その様子を砂浜にたどり着いたハナちゃんだけが見送っていた。事件の真相を知っているのは、ハナちゃんだけだった。
「入れ替わり殺人劇」
- 完 -
『終わりに』
エンドロールが流れ終わり、幕が下りると大きな拍手が劇場に鳴り響いた。「入れ替わり殺人劇」の試写会が終わったのだ。

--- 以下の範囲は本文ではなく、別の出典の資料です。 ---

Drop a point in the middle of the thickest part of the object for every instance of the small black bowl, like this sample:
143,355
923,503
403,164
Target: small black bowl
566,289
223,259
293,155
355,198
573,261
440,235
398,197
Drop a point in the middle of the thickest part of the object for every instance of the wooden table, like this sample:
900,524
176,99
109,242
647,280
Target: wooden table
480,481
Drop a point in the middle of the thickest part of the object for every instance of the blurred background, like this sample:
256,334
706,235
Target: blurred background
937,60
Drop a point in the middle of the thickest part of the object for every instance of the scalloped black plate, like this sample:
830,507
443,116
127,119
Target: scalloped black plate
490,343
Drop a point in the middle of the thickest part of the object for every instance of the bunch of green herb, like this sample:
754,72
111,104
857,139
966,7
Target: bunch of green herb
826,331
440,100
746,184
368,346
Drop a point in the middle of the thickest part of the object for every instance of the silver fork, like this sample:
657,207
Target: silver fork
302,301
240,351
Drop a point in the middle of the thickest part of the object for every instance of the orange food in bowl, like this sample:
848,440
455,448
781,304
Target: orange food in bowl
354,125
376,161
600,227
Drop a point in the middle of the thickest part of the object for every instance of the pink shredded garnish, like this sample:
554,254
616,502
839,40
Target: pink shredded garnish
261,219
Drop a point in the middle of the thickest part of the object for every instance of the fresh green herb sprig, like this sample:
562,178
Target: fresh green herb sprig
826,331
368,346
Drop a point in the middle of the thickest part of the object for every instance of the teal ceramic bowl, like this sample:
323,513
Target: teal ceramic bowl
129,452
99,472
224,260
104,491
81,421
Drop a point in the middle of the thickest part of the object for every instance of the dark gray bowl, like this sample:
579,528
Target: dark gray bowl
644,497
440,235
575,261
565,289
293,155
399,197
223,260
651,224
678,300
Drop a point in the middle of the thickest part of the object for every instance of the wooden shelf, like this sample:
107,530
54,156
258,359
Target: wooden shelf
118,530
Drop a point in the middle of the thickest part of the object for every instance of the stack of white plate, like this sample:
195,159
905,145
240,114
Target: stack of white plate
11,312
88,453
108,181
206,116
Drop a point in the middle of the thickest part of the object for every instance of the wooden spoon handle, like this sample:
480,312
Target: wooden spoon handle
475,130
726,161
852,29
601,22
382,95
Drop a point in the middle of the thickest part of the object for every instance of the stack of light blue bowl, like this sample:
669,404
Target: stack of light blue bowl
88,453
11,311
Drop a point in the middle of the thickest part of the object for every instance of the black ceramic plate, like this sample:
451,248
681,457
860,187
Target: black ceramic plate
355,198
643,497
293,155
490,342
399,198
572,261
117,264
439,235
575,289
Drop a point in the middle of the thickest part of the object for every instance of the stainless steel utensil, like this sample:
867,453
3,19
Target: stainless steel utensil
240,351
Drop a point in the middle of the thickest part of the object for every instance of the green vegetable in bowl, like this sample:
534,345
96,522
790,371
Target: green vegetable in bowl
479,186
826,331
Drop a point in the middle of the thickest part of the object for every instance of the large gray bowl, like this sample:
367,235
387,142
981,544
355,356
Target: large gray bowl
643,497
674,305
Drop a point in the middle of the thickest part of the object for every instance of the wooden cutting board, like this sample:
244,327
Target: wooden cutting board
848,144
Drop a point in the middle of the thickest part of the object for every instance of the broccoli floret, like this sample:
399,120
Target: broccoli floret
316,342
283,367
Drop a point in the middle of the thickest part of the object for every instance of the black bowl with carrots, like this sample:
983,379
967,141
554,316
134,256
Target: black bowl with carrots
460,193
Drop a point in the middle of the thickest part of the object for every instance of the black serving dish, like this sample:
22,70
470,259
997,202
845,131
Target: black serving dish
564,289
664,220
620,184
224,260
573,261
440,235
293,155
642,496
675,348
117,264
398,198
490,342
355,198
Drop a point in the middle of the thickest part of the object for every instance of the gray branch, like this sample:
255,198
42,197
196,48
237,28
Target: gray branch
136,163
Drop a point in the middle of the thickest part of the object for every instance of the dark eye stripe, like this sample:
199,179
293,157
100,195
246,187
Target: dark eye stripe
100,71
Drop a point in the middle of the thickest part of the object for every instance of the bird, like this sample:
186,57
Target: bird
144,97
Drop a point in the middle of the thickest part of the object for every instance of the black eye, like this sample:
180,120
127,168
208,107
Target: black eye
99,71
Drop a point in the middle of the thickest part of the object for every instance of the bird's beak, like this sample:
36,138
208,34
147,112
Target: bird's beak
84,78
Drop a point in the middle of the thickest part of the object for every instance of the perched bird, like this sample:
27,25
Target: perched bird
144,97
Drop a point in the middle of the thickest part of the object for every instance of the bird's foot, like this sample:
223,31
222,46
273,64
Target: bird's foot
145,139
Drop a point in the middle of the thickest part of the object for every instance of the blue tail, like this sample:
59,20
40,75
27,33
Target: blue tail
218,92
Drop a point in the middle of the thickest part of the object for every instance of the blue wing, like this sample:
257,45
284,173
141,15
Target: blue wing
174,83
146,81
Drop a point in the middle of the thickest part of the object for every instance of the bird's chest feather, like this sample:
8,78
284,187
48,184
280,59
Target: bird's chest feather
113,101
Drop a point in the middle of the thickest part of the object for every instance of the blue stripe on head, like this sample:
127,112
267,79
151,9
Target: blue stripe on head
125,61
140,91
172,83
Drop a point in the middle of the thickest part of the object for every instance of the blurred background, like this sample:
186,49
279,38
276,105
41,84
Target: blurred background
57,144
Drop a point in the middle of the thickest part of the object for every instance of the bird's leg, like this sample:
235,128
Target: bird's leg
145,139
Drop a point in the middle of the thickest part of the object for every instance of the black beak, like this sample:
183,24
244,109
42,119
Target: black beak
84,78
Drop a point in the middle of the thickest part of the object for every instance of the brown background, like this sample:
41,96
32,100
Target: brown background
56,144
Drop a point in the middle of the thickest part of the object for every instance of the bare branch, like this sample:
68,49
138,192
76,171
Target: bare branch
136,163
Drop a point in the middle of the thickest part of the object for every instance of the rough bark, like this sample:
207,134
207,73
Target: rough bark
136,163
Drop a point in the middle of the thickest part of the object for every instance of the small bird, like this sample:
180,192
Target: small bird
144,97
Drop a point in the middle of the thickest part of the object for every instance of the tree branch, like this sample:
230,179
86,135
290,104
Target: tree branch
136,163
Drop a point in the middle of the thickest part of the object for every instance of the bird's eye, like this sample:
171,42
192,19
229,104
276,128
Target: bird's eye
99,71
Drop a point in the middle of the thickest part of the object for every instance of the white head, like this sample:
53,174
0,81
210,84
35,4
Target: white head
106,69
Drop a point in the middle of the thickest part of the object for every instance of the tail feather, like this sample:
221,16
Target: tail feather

「仲代ユカ役を演じさせていただきました。ミステリー物に出演させていただくのは初めてだったのですが、みなさんに支えられて楽しく撮影できました」
「わんっ!」
ハナちゃん役の華子が忘れないでねと言わんばかりに声を上げる。
「うん、ハナちゃんもありがとうね」
映画の中でも、映画を離れても仲良しのようで、雑誌記者や評論家達の顔もほころぶ。
「監督、試写会を終えて、みなさんの反応を見てどうですか?」
「手応えはありましたか?」
「先に一人で宮来新島に行って、数日間島を見て回ったかいはありましたか?」
矢継ぎ早に「入れ替わり殺人劇」を撮った映画監督に質問が投げかけられる。だが、彼の口から出てくるのは、
「えぇ」「まぁ」「そうですね」
と言ったつれない返事ばかり。
「撮る前は饒舌な人だったのにね」
「出来映えが気に入らなかったのだろうか」
「体調が悪いのかな」
監督の対応に疑問を持ちつつも、実績があるために目立った批判は聞こえない。
そんな様子を見て仲代ユカを演じた彼女はつぶやいた。